Dans le monde plus de 61% de la population mondiale active occupent un emploi dans l’économie informelle. En Afrique 85,8 % des emplois sont informels (OIT, L’économie informelle emploie plus de 60 pour cent de la population active dans le monde, avril 2018). Au Maroc, selon une étude de la banque centrale du Maroc, ce taux représente à peu près de 30 % du PIB sur la période 2009-2018. Un taux jugé par les auteurs du document comme «relativement élevé »(Chambre Française de Commerce et d’Industrie du Maroc, Une étude de Bank Al-Maghrib estime la part de l’économie informelle à 30 % du PIB : Conjoncture n° 1033, p. 11), à cause des nombreux inconvénients qui en résultent, notamment les travailleurs dans ce secteur disposent d’une faible, voire ne dispose d’aucune protection sociale (OIT, L’économie informelle : une activité à risque, mars 2015). Dès lors les  mesures sanitaires ont altéré le système productif par un double choc de l’offre et de la demande, basculant 1 million de personnes vers la pauvreté (A. Ait Ali, K. El Aynaoui, F. El Hossaini et B. Mandri, Impacts de la Covid-19 sur l’économie marocaine : un premier bilan : Policy center for the New South, décembre 2020) et certainement les travailleurs du secteur informel en font partie. Donc la priorisation du secteur informel en lui attribuant plus de la moitié du fonds anti-Covid-19 était justifiée et sans aucun doute la meilleure option pour minimiser les dégâts sociaux et économiques.

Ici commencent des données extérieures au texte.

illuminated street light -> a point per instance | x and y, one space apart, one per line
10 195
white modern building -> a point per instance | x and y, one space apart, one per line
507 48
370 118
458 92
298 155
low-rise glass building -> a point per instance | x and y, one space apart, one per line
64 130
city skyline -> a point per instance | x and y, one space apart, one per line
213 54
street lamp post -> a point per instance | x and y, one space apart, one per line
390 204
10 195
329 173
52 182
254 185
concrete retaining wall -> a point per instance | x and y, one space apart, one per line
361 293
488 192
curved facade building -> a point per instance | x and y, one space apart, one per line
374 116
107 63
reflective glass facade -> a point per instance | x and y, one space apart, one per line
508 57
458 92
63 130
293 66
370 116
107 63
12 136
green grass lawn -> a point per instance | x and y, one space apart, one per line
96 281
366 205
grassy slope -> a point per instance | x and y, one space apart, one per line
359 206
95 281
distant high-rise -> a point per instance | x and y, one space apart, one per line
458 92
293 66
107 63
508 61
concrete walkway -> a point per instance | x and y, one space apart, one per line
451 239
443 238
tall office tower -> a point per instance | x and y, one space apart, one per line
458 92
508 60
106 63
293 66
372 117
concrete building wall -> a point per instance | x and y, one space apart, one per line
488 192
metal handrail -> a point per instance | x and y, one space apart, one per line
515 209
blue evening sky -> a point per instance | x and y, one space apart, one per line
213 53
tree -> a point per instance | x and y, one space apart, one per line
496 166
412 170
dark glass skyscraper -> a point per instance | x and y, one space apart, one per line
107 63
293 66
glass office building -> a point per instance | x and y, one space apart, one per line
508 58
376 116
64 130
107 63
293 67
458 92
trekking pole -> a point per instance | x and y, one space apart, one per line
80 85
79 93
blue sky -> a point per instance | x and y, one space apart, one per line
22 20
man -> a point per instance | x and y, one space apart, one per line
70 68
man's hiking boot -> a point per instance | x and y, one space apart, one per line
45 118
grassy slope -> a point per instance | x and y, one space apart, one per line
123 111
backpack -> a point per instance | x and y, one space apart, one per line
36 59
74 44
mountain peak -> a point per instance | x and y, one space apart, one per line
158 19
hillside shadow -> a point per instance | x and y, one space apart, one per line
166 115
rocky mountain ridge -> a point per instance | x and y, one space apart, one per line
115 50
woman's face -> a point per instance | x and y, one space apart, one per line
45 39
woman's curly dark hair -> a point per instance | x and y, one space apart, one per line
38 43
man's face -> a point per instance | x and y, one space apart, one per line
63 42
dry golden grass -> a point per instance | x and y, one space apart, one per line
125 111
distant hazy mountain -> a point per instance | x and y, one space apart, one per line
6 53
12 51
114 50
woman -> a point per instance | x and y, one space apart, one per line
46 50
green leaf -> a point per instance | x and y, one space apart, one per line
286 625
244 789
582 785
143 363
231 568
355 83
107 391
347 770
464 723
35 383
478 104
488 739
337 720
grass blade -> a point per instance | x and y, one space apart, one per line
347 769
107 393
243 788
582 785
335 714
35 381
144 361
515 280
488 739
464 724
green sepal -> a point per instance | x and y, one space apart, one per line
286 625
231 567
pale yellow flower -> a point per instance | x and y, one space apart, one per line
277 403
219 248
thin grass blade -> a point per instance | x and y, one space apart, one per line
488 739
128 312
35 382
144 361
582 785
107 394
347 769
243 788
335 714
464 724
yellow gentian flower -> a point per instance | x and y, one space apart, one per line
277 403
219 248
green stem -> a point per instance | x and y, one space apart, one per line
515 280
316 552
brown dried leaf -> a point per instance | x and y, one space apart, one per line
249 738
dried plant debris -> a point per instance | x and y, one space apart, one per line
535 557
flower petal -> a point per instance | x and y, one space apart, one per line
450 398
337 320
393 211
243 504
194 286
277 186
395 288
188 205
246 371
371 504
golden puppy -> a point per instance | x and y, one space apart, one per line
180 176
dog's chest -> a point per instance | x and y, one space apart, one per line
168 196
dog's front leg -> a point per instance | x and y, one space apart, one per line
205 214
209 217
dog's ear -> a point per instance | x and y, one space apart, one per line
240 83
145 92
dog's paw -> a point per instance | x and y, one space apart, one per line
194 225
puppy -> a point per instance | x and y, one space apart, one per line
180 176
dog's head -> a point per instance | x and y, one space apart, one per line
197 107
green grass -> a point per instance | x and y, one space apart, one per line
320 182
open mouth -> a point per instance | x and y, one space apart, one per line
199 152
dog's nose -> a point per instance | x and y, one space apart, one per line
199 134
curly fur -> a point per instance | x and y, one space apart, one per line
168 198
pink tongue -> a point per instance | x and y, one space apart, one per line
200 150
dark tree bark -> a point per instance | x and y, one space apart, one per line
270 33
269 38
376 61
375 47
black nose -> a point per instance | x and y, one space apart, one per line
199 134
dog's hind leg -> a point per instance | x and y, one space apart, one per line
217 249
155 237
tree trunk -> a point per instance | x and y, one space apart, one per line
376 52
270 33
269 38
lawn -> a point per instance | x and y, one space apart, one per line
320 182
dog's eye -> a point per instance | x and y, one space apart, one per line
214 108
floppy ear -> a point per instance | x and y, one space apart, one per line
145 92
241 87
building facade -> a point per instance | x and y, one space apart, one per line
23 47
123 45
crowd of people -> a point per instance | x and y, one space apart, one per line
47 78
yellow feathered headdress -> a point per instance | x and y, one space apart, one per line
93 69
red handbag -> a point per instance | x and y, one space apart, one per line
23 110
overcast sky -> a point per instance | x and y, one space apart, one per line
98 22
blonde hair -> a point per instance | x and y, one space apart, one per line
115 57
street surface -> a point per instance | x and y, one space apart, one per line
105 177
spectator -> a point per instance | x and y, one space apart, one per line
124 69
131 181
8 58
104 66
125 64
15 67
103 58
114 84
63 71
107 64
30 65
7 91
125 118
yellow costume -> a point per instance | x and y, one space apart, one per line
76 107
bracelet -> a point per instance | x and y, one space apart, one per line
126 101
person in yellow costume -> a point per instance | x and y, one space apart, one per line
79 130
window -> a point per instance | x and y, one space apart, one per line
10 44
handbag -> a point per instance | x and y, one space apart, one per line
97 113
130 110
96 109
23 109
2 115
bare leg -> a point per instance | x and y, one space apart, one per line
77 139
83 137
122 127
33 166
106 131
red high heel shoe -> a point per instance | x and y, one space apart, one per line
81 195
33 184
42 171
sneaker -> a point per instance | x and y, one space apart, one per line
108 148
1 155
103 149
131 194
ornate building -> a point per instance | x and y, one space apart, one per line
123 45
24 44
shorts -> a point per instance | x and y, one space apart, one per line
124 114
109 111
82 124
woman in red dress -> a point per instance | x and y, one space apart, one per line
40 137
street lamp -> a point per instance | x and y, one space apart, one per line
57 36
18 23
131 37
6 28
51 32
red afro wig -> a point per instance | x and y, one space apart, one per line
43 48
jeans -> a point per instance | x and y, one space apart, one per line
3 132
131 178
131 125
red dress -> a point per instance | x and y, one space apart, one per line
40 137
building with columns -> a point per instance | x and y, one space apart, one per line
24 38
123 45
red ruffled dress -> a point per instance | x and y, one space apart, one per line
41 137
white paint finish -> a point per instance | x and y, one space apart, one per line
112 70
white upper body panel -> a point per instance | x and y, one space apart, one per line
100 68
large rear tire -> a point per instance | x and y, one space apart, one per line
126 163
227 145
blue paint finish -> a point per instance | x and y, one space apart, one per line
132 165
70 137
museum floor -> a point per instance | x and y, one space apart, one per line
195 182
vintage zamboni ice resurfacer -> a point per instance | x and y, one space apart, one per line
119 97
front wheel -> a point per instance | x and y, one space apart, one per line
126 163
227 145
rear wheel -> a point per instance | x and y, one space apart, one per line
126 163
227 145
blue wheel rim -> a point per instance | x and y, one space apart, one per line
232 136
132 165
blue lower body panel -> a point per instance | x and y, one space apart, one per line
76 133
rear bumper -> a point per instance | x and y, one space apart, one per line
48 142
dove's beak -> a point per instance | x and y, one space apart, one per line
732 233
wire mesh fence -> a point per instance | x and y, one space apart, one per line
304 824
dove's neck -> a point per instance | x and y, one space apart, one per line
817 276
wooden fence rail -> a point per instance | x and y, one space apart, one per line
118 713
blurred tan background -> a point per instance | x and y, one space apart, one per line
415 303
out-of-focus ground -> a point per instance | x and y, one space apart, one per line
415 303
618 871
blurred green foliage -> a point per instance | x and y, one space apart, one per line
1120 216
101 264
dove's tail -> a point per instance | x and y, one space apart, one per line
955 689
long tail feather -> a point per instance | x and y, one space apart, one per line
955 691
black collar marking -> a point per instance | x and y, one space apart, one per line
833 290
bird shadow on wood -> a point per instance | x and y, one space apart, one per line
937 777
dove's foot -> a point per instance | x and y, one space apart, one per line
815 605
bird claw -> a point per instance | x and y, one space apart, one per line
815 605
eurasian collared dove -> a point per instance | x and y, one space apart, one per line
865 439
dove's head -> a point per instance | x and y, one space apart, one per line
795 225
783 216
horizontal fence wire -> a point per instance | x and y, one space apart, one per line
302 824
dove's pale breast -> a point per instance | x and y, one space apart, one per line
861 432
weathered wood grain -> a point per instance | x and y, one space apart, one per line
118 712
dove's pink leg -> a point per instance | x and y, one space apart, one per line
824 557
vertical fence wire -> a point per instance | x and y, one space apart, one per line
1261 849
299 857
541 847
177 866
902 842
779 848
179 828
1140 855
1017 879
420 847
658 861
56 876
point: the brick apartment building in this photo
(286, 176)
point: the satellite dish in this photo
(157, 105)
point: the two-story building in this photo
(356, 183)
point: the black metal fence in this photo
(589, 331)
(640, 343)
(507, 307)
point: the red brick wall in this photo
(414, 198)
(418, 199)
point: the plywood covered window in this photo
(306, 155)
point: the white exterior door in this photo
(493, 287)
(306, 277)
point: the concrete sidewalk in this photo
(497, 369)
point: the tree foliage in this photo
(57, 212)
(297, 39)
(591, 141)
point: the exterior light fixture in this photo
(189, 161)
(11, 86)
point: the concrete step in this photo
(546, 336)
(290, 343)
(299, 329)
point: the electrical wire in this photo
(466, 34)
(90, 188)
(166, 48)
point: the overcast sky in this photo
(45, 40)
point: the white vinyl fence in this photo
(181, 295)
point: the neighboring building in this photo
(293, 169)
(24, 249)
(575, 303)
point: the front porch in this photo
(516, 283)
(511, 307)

Pour répondre à cette question, il faut se référer au discours de Sa Majesté le Roi prononcé le 29 juillet 2020, dans lequel il a dressé le constat des insuffisances qui touchent particulièrement le domaine social, le secteur informel en faisant partie. Le souverain ajoute qu’il est temps de construire un modèle social plus inclusif (Texte du discours disponible sur le site du Ministère marocain des affaire étrangères, de la coopération africaine et des Marocains à l’étranger). Quelques mois plus tard, le Maroc décide de généraliser la protection sociale par une loi cadre adoptée en février. Ainsi, précise le ministre de l’économie marocaine, « 11 millions de citoyens indépendants et leurs familles bénéficieront de l’assurance maladie obligatoire de base en 2021 » atteignant un total de 22 millions de citoyens assurés contre la maladie(N. Kozlowski, Maroc : Mohammed VI lance la généralisation de la protection sociale : Jeune Afrique, avril 2021).

Cela prouve qu’il y a une véritable ambition d’assurer un développement social pour faire face à une éventuelle nouvelle crise sanitaire afin d’éviter d’avoir recours à un fonds spécial.